Leqvio works one step earlier. Instead of blocking PCSK9 after it’s produced, it prevents the protein from being made in the first place by destroying the genetic instructions inside the cell. This upstream approach is why a single Leqvio injection lasts much longer. Monoclonal antibodies need to be injected every two to four weeks. Leqvio requires just two injections per year after the initial loading period.
The Dosing Schedule
Leqvio is given as a subcutaneous injection (under the skin) by a healthcare provider. You receive your first dose, a second dose at 3 months, and then one injection every 6 months after that. This twice-yearly maintenance schedule is one of the drug’s main practical advantages, since you don’t need to self-inject at home or remember frequent doses.
Common Side Effects
The most frequently reported side effects are injection site reactions: pain, redness, swelling, itching, or rash where the shot was given. Some people also experience joint pain, muscle stiffness, or headache. Because the drug is targeted specifically to liver cells, it has limited systemic exposure, which helps keep the side effect profile relatively narrow compared to drugs that circulate broadly throughout the body.

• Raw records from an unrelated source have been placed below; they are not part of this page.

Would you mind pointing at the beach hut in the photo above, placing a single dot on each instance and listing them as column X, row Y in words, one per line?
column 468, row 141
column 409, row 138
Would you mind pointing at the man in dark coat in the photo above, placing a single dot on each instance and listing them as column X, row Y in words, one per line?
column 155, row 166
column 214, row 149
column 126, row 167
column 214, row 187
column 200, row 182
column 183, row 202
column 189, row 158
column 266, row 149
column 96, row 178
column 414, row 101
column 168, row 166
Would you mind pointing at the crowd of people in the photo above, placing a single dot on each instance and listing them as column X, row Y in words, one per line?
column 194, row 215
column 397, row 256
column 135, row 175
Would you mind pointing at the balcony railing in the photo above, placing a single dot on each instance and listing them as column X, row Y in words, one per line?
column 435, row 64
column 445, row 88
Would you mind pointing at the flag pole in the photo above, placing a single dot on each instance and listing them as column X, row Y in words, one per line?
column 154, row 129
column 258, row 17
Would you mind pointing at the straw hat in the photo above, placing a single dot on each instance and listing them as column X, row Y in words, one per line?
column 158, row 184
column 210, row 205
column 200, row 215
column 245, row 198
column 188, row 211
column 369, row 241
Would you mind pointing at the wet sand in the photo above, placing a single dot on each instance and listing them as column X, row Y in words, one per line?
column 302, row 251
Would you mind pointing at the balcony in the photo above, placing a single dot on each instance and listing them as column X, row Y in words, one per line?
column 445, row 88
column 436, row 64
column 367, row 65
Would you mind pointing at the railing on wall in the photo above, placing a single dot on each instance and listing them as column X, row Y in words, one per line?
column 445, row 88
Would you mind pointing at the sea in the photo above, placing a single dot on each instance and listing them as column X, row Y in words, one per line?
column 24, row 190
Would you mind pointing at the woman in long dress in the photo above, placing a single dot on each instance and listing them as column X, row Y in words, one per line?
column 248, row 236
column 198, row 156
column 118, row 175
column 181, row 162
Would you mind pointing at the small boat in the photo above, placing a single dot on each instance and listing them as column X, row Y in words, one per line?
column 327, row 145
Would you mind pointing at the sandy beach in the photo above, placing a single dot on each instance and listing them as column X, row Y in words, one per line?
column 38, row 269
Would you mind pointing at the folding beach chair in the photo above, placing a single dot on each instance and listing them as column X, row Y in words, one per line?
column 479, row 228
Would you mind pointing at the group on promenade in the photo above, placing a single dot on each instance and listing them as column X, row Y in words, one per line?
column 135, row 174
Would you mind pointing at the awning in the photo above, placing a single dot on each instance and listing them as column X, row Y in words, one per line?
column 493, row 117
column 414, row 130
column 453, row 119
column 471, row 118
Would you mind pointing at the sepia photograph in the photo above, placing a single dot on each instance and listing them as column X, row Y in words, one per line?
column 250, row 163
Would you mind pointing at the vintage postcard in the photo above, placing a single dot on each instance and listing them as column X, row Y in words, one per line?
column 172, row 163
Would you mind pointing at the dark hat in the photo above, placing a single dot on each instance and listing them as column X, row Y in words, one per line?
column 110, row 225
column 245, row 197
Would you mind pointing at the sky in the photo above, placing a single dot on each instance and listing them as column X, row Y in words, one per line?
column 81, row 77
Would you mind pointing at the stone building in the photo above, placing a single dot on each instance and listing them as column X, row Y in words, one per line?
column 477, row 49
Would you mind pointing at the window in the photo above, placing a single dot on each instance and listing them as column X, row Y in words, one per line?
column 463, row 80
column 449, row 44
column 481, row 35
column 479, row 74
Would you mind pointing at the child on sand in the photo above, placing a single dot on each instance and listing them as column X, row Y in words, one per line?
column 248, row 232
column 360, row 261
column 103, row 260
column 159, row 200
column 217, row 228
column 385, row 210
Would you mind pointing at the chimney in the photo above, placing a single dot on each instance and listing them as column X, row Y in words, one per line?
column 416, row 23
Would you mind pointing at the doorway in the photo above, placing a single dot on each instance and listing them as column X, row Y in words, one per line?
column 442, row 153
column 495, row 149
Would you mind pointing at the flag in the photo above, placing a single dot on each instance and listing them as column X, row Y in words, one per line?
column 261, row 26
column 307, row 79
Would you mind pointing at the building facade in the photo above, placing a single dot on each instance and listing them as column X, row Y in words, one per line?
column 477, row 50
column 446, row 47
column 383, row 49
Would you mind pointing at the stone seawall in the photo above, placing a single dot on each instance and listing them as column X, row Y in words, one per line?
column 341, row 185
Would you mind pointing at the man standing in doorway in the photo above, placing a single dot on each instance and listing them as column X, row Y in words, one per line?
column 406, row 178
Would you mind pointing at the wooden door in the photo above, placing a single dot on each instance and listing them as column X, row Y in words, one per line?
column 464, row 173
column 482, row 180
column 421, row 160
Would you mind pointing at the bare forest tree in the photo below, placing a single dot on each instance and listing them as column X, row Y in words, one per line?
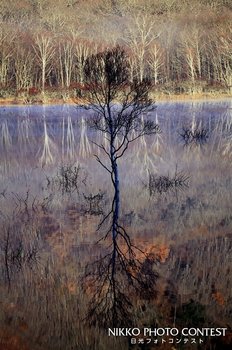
column 44, row 51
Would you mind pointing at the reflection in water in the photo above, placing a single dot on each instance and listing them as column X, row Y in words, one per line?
column 175, row 248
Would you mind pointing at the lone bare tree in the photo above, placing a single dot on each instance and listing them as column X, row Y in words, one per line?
column 120, row 109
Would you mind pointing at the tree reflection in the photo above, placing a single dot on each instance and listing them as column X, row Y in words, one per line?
column 122, row 273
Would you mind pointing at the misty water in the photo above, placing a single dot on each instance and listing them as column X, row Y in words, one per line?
column 49, row 226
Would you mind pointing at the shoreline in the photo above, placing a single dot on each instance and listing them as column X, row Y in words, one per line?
column 157, row 98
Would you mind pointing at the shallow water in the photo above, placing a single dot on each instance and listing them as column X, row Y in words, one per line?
column 49, row 226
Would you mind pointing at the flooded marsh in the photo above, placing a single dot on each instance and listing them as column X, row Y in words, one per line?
column 175, row 228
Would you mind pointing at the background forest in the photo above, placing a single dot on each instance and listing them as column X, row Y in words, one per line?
column 184, row 46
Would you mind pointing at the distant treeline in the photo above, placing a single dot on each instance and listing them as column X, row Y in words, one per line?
column 45, row 44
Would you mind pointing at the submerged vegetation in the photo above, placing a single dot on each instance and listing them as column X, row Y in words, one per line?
column 170, row 262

Why the Classification Matters
Whether Leqvio counts as a “biologic” matters for practical reasons, including insurance coverage, pharmacy benefit classification, and how the drug is regulated. Regulatory agencies generally classify siRNA therapies separately from traditional biologics. Leqvio was approved through the FDA’s standard new drug application pathway, not the biologics license application pathway used for monoclonal antibodies. In a strict regulatory sense, it is not classified as a biologic.
That said, you’ll sometimes see Leqvio grouped loosely with biologics in casual medical discussions because it targets a biological pathway at the genetic level and is injected rather than taken as a pill. The distinction is real but can be blurry depending on context. If your insurance or pharmacy is asking whether it’s a biologic for coverage purposes, the accurate answer is that it is a synthetic nucleic acid therapy, not a biologic in the traditional regulatory definition.